Thank you. Just to wrap up. So it’s clear that with the Ukraine more risk premium trading off and coupled with hints of a recession that oil is down. But the important note is that WTI remains strong and is essentially trading at pre-invasion pricing. One could argue that with prices coming off to the pre-invasion pricing that reduced demand chat will be muted.
Also, the price of the fuel of the future natural gas which will be required to generate the electricity into the future is rising steadily. I’ll point out we rarely see strong oil and gas pricing occurring at the same time. This will create even more demand for our rig fleet globally. I’m also happy to report that we continue to do our part reducing emissions by converting more rigs over to cleaner burning fuels such as natural gas.
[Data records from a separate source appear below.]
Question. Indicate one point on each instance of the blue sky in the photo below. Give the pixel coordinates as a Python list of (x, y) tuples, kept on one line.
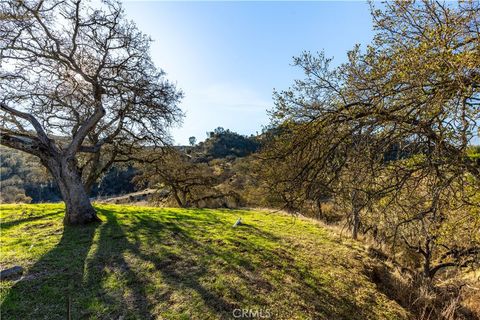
[(228, 57)]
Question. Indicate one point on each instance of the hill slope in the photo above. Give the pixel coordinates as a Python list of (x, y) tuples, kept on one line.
[(144, 263)]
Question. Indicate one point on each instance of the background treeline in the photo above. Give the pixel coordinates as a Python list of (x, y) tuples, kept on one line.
[(24, 179)]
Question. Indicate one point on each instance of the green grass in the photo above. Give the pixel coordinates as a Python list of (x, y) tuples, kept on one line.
[(153, 263)]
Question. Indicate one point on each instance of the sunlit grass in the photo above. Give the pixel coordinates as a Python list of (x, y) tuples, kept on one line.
[(143, 263)]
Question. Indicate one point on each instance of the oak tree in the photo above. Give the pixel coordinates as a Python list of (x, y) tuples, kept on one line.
[(78, 89)]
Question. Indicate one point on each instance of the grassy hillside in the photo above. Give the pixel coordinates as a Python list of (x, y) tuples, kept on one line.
[(144, 263)]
Currently we have 30% of our active fleet today on either high line or natural gas power.
In fact we are involved in a venture where we will drill a zero emissions well. We will use green hydrogen with hydrogen fuel cell engines to power one of our rigs to drill a zero emissions well. More on that on our next call in three months’ time. Anyway we continue to be price makers in the market. We continue to focus on debt reduction while being opportunistic on quick six-month-or-less payout on incremental upgrades and most importantly our professional crew has continue to operate at the highest levels of safety. Thank you and look forward to our next call.
Thank you. Ladies and gentlemen, this concludes your conference call for today. We thank you for participating and ask that you please disconnect your lines.